Não são poucos os ítalo-brasileiros que têm a desfaçatez de dizer que nossos ancestrais livres sofreram tanto quanto os africanos que aqui chegaram escravizados e despidos de qualquer direito, por mais mínimo que fosse.

Além da ignorância, é preciso de uma boa pitada de insensibilidade e crueldade para mesmo que superficialmente comparar as duas situações. Nossos ancestrais imigrantes chegaram sim em situações de penúria econômica e enfrentaram muitas dificuldades, mas eram homens livres e tinham direitos! Não raramente autoridades consulares italianas intervinham em favor dos seus compatriotas.
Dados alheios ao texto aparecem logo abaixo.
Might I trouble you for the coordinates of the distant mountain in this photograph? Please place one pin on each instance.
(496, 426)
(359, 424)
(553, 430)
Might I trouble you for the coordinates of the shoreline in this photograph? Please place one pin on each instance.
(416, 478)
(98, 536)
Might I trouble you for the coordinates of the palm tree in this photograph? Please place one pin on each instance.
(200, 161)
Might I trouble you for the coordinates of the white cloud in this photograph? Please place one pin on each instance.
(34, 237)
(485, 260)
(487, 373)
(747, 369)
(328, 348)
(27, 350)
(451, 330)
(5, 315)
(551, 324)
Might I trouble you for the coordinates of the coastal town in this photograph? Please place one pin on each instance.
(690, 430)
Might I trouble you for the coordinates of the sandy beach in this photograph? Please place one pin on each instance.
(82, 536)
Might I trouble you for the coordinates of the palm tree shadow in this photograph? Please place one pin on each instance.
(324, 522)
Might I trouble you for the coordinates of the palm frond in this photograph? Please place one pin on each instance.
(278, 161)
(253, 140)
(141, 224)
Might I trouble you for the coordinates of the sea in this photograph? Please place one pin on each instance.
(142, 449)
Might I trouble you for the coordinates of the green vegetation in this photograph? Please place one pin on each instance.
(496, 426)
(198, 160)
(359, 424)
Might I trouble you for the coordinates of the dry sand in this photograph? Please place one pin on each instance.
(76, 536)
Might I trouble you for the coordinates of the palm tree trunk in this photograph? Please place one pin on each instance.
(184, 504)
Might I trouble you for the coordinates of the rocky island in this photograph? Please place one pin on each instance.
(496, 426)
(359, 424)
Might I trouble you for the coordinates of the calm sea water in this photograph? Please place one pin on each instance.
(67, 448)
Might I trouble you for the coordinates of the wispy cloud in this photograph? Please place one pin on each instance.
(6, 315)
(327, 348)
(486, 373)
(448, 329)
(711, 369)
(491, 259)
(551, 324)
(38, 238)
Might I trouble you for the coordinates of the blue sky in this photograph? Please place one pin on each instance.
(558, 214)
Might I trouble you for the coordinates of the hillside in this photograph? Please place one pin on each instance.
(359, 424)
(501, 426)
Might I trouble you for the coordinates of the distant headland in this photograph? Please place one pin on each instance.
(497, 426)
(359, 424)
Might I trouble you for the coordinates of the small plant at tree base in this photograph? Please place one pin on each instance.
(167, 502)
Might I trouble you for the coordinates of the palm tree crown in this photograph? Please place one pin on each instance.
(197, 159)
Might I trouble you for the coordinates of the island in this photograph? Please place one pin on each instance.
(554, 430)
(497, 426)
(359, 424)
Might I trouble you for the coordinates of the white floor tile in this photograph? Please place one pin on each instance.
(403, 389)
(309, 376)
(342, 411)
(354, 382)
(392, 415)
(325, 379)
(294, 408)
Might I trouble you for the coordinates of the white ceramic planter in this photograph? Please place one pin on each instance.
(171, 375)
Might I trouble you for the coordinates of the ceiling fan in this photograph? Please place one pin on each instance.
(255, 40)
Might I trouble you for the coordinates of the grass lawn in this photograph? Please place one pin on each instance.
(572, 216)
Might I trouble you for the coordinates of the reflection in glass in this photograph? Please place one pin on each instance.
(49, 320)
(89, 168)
Os italianos nos primeiros anos sofreram muitos abusos, foram enganados com contratos leoninos, tiveram seus bens ilicitamente confiscados. Mas eram livres! Mesmo após a abolição da escravidão em 1888, os brasileiros negros, ora libertos, sofriam muitíssimo mais que os imigrantes italianos ou de qualquer outra nacionalidade. E não havia ninguém para defendê-los. São situações absolutamente incomparáveis.
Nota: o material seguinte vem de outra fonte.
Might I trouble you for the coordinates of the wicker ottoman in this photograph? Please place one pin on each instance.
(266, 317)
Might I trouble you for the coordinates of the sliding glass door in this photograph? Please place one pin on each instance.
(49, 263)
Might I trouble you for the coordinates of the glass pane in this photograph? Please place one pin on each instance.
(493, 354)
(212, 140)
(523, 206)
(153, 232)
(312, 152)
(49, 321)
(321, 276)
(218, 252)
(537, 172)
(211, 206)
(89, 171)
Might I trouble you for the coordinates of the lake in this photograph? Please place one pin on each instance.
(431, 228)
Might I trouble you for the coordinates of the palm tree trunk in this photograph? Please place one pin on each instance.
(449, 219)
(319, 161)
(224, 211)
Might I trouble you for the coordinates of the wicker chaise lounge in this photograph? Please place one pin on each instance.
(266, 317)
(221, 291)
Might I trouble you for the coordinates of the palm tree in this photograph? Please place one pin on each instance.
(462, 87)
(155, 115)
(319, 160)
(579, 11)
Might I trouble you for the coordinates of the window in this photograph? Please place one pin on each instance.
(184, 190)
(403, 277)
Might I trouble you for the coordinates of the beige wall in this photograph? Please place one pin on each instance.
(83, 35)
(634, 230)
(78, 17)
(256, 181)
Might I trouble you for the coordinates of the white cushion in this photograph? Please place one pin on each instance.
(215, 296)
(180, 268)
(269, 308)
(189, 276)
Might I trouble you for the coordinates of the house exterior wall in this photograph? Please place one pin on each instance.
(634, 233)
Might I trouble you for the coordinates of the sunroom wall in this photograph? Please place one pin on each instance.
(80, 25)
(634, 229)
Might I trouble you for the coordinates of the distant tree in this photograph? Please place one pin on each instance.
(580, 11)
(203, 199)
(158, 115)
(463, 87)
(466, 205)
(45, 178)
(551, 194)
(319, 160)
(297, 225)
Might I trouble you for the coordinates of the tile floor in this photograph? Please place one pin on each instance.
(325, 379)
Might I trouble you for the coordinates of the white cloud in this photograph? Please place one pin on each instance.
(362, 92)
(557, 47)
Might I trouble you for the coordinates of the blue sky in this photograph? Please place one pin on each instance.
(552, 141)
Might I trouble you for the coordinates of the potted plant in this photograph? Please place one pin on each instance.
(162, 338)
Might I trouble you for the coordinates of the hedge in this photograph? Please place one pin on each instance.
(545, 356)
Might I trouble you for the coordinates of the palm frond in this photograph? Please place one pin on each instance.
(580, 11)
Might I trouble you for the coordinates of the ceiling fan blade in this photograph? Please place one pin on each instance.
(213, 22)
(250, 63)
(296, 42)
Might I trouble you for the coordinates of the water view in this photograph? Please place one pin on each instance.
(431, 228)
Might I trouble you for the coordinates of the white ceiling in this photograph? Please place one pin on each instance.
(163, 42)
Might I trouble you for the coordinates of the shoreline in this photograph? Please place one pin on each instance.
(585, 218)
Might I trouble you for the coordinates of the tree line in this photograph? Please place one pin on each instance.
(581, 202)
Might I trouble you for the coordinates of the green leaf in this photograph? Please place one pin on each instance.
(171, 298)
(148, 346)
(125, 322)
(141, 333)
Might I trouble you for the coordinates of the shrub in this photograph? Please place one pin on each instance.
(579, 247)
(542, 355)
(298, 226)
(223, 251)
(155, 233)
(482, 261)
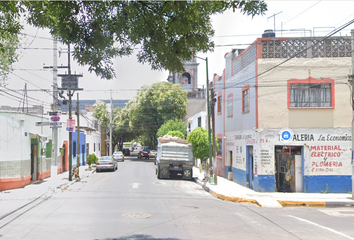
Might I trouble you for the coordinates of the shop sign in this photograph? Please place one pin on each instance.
(286, 135)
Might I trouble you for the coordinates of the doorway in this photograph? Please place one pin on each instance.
(288, 166)
(230, 174)
(34, 161)
(249, 166)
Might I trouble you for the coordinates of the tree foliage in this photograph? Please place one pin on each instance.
(176, 134)
(9, 39)
(199, 138)
(153, 106)
(164, 31)
(101, 113)
(172, 125)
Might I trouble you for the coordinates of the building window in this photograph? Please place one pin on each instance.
(74, 148)
(311, 93)
(246, 99)
(219, 103)
(230, 105)
(220, 147)
(186, 78)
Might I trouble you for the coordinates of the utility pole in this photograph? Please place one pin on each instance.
(213, 128)
(78, 134)
(70, 117)
(351, 77)
(54, 171)
(110, 127)
(273, 16)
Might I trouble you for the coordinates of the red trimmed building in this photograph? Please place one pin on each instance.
(283, 115)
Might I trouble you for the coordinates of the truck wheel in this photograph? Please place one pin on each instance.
(187, 173)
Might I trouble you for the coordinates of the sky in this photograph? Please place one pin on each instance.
(233, 30)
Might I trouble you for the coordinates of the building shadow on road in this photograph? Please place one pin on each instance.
(139, 237)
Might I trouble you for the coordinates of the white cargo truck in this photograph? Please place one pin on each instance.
(174, 157)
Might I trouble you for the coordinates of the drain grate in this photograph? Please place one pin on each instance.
(136, 215)
(190, 207)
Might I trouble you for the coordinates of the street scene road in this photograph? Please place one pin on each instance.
(131, 203)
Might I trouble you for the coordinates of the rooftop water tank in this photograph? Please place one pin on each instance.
(268, 33)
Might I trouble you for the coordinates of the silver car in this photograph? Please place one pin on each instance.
(118, 156)
(106, 163)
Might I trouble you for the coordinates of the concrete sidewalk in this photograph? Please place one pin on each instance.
(231, 191)
(15, 202)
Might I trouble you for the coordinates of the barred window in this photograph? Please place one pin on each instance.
(311, 95)
(230, 105)
(246, 100)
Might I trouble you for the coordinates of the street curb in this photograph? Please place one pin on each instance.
(287, 203)
(283, 203)
(226, 198)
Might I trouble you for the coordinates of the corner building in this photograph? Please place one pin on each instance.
(283, 115)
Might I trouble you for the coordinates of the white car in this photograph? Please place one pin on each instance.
(153, 153)
(106, 163)
(118, 156)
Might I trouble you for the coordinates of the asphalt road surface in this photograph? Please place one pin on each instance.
(131, 203)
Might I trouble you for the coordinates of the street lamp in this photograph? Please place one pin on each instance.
(208, 108)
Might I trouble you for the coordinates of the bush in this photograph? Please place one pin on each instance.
(92, 159)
Os negros escravizados não tinham qualquer direito, tinham uma expectativa de vida baixíssima e eram literalmente vendidos como mercadorias. São obviedades, mas parece que algumas pessoas têm dificuldade em se colocar no lugar dessas pessoas e dos seus atuais descendentes, que foram relegados a décadas de abandono estatal após a abolição.

No belíssimo livro “A reprodução do racismo: fazendeiros, negros e imigrantes no Oeste Paulista”, o sociólogo Karl Monsma faz um relato detalhado das relações entre os imigrantes italianos e os negros na região de São Carlos (São Paulo). Embora inicialmente não tivessem ideias pré-concebidas sobre os negros, vista a total ausência de contato com pessoas negras em suas aldeias na Europa, os italianos rapidamente passaram a reproduzir o racismo da sociedade brasileira, não aceitando o mesmo tratamento dispensado aos negros e contribuindo ativamente à sua marginalização.

Nós, descendentes de italianos, temos o direito de celebrar a memória dos nossos ancestrais e honrar seus feitos e sua dedicação ao trabalho. Todavia, não podemos de forma alguma deixar de reconhecer nosso status privilegiado na sociedade brasileira, adotando ações concretas, de forma pessoal e coletiva, para minimizar sempre que possível as diferenças sociais oriundas de um processo histórico em que os negros foram sempre marginalizados. E que nossa ascensão social não se deu apenas porque nossos ancestrais eram bons trabalhadores, mas também porque ocuparam um espaço que era exclusivo de brasileiros brancos.

É essencial entender que o sofrimento dos africanos escravizados é muitas e muitas vezes superior àquele que nossos ancestrais enfrentaram e que os nossos irmãos brasileiros de pele parda ou preta ainda hoje são submetidos a tratamentos indignos. Fomentar a consciência negra passa também por dar-se conta que essas diferenças têm reflexos até os nossos dias. Portanto, jamais nos permitamos novamente dizer que “nossos ancestrais sofreram tanto quanto os negros”.